Month: April 2015
Ellen Pao, Reddit’s interim CEO, is making waves with an announcement that the company is eliminating negotiation of salaries for new hires. Instead, Reddit will state what they will pay, and the candidate will have to take it or leave it. She is implementing this policy to help alleviate gender pay discrimination. She states that men fare better in negotiations than women. She also makes the point that when men negotiate, they are seen as strong, while women who negotiate are seen as confrontational. While both these factors may play a role in gender pay inequality, eliminating negotiations is no way to fix it.
In Kurt Vonnegut’s story, Harrison Bergeron, the title character is strong, smart and handsome, but lives in a future dystopia where everyone is supposed to be the same. So he is covered in metal to limit his strength, made to wear headphones that play noise to give him headaches to counteract his intelligence and forced to don black caps on his teeth and a red nose to hide his good-looks. By bringing him down to the lowest common denominator, he becomes equal with everyone else – equally weak, equally stupid, equally ugly.

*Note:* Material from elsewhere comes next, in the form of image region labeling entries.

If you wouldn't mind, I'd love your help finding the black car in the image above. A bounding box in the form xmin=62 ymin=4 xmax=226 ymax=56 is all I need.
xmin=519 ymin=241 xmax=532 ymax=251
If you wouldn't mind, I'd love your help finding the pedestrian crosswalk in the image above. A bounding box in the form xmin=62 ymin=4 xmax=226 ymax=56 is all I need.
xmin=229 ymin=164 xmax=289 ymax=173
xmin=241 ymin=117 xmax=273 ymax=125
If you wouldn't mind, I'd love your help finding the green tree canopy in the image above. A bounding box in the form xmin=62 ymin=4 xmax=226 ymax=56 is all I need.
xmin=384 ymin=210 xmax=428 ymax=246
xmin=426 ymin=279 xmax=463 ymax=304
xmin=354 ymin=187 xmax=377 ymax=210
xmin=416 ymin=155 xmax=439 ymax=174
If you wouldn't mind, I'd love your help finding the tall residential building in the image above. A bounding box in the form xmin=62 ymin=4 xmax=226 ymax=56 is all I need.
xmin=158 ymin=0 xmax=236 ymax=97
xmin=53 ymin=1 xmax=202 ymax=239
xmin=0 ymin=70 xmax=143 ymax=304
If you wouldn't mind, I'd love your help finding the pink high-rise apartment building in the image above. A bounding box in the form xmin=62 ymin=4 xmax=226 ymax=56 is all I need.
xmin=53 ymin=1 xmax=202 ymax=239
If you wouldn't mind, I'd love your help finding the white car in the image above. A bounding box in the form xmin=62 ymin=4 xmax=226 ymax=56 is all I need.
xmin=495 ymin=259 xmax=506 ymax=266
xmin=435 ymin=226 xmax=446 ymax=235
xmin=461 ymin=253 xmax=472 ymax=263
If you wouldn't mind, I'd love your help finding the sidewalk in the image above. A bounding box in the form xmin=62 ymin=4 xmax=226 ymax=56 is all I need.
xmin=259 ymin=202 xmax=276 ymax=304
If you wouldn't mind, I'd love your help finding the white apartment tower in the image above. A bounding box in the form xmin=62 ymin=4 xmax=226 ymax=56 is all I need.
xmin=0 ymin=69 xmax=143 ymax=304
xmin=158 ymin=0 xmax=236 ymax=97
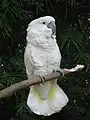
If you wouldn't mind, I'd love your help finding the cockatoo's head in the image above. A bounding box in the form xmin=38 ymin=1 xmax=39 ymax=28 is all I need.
xmin=27 ymin=16 xmax=56 ymax=43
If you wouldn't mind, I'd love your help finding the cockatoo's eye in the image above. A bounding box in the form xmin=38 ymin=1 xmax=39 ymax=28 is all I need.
xmin=43 ymin=22 xmax=45 ymax=24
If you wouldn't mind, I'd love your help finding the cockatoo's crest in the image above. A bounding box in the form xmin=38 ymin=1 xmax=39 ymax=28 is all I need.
xmin=27 ymin=16 xmax=56 ymax=44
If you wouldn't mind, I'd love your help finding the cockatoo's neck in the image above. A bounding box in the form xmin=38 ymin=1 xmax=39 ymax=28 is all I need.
xmin=27 ymin=36 xmax=57 ymax=49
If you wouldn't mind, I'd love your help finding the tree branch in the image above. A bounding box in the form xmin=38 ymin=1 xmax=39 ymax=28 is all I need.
xmin=0 ymin=65 xmax=84 ymax=99
xmin=0 ymin=72 xmax=60 ymax=99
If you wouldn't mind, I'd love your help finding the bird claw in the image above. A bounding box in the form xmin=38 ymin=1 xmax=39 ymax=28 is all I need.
xmin=54 ymin=68 xmax=64 ymax=76
xmin=39 ymin=75 xmax=45 ymax=84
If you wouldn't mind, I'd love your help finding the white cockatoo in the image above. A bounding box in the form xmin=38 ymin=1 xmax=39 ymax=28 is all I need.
xmin=24 ymin=16 xmax=69 ymax=116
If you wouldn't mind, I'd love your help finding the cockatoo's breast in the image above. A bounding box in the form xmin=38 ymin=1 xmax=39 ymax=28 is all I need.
xmin=27 ymin=38 xmax=61 ymax=75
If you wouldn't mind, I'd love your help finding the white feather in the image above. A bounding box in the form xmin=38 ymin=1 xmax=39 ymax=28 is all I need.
xmin=25 ymin=16 xmax=68 ymax=116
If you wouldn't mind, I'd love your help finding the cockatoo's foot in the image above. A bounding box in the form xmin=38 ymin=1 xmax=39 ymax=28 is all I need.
xmin=39 ymin=75 xmax=45 ymax=84
xmin=54 ymin=68 xmax=64 ymax=76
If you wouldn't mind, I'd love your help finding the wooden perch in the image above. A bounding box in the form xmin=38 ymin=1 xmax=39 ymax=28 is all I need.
xmin=0 ymin=65 xmax=83 ymax=99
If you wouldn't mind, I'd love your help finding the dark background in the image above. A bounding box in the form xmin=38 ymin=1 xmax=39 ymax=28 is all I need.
xmin=0 ymin=0 xmax=90 ymax=120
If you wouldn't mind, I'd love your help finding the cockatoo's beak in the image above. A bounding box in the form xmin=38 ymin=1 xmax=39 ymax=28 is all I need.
xmin=47 ymin=21 xmax=56 ymax=35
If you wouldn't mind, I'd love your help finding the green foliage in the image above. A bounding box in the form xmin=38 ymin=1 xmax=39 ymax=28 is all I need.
xmin=0 ymin=0 xmax=90 ymax=120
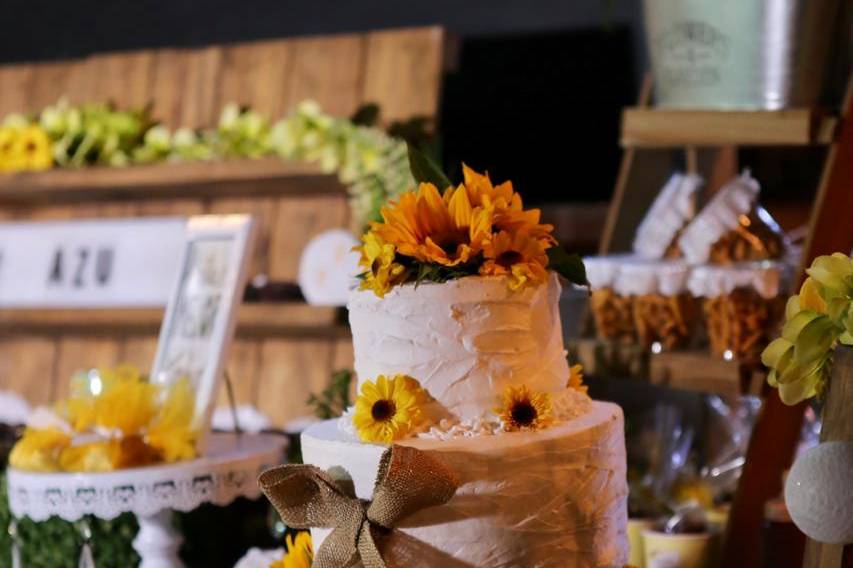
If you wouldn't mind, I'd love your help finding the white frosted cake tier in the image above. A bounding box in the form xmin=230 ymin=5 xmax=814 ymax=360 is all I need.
xmin=302 ymin=402 xmax=628 ymax=568
xmin=348 ymin=273 xmax=569 ymax=419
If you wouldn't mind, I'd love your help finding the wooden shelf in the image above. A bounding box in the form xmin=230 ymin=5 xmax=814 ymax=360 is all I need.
xmin=0 ymin=302 xmax=349 ymax=337
xmin=570 ymin=338 xmax=766 ymax=397
xmin=0 ymin=158 xmax=346 ymax=205
xmin=620 ymin=107 xmax=838 ymax=148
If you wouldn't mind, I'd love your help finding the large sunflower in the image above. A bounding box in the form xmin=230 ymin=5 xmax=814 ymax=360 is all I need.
xmin=480 ymin=231 xmax=548 ymax=290
xmin=462 ymin=164 xmax=556 ymax=248
xmin=495 ymin=385 xmax=554 ymax=432
xmin=372 ymin=183 xmax=492 ymax=266
xmin=352 ymin=375 xmax=426 ymax=444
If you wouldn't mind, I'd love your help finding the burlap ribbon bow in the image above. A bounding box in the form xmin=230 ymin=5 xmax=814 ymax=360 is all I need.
xmin=260 ymin=446 xmax=459 ymax=568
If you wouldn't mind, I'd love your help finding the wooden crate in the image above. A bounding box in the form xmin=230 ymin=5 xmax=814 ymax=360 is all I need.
xmin=0 ymin=27 xmax=448 ymax=425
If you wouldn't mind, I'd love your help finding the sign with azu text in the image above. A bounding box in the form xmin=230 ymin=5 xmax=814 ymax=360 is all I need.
xmin=0 ymin=217 xmax=187 ymax=308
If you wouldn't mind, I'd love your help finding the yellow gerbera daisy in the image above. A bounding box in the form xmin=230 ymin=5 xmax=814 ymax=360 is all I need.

A satire, of course. But what Pao is trying to do with pay negotiation isn’t all that dissimilar. What she is saying is that something that may give one person the edge over another must be eliminated in the name of equality, even if it is beneficial.

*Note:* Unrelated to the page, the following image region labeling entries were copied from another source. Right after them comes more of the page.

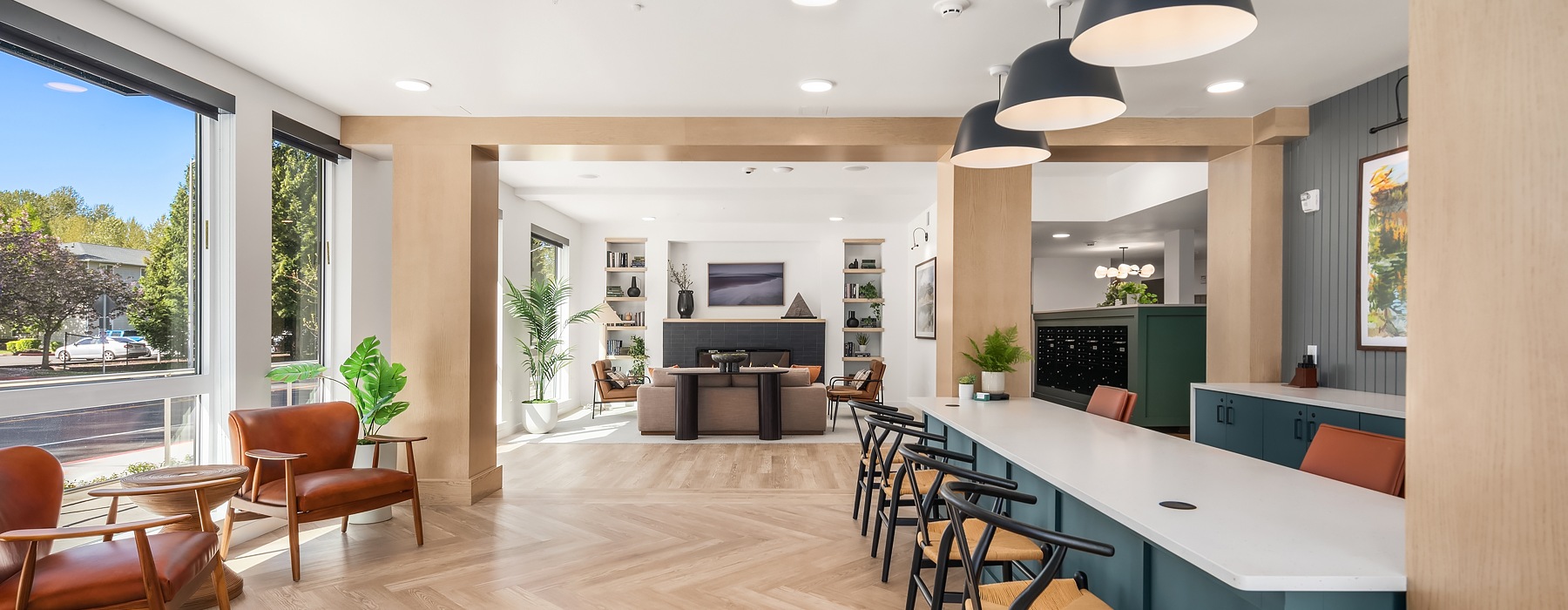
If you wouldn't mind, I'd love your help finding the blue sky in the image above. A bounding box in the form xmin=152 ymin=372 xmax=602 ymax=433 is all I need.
xmin=0 ymin=47 xmax=196 ymax=226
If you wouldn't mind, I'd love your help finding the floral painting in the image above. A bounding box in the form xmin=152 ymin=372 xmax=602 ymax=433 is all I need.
xmin=1356 ymin=147 xmax=1409 ymax=349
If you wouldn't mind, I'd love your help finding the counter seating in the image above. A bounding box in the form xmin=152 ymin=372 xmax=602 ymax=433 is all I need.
xmin=939 ymin=481 xmax=1117 ymax=610
xmin=637 ymin=369 xmax=828 ymax=434
xmin=1301 ymin=424 xmax=1405 ymax=497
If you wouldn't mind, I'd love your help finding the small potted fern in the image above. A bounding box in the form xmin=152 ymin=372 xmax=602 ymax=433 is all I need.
xmin=964 ymin=326 xmax=1033 ymax=392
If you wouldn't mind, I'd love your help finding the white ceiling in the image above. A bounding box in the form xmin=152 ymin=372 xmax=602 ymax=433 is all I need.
xmin=1031 ymin=192 xmax=1209 ymax=263
xmin=500 ymin=161 xmax=936 ymax=223
xmin=108 ymin=0 xmax=1408 ymax=116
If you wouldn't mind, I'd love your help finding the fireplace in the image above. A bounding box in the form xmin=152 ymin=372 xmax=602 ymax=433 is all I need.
xmin=696 ymin=348 xmax=788 ymax=367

And negotiating pay is beneficial. Since future pay is usually based on a percentage of current pay, starting off higher will mean greater earnings over time. In addition, most employers expect you to negotiate, and in fact may even provide a low initial offer knowing you’ll come back with a counter-offer. Not doing so will mean an even smaller paycheck.
The negotiation process is also helpful to the employer. Pao states that Reddit will provide fair initial offers, but how will they know what’s fair? You can conduct all market analysis you want and probably get close to appropriate pay, but the right pay for the right position is a moving target. One way to hone in on this target is through negotiation. If the initial offer isn’t high enough, the employer will welcome the ability to up the offer through negotiation rather than lose out on a great candidate.
Now, Pao would probably argue that this situation is different, because studies show that women disproportionately lose out when it comes to negotiating salaries. But I would argue that, while this may be the case overall, it is not always the case. Women are often able to negotiate higher salaries while still coming out appearing positive and professional. I’ve dealt with hundreds of them over the years. One of the last ones was a manager being hired to fix a troubled area. She was a great negotiator. We ended up paying her more, and rather than think her troublesome, we thought, this is the kind of person we need in this role.
Now, I’m not saying gender biases don’t exist, and that employers don’t need to take steps to ensure that these biases don’t prevent them from hiring the best possible people. What I am saying is that if negotiating is an issue, we need to train people, men and women, to negotiate in ways that get them the pay they deserve without making them look bad. If the only way to eliminate the negative affects of negotiation on gender equality is to take the Harrison Bergeron approach, than why don’t we just take it to its ultimate end, as Vonnegut did in his story? All gender identifiers, such as names, could be eliminated from resumes. Interviews could be conducted in confessional-like booths, so employers couldn’t see if the candidate’s gender. The voice could be disguised like whistle blowers on TV investigative news shows so that employers couldn’t even hear if it was a man or a woman.
Pao and others say that telling women should be better negotiators blames the victim, but this simplifies the issue. It makes it sound as if the misogynistic leaders of the world are all sitting in a back room somewhere, playing poker, drinking whisky and smoking cigars while they conspire to keep women down. The problem is much more nuanced than that, and nuanced problems require comprehensive solutions where everyone shares responsibility.
In her pie-in-the-sky world, we would have a pure meritocracy, where your knowledge, skills and experience determine what you earn, and your ability to negotiate a better offer wouldn’t be a factor. That would be nice. But we don’t have such a system, and, humans being what they are, we probably never will. No matter what she may do at Reddit, negotiating will continue to be part of the hiring process, and if men and women want to get the best deal for themselves, it’s something they can’t afford not to master.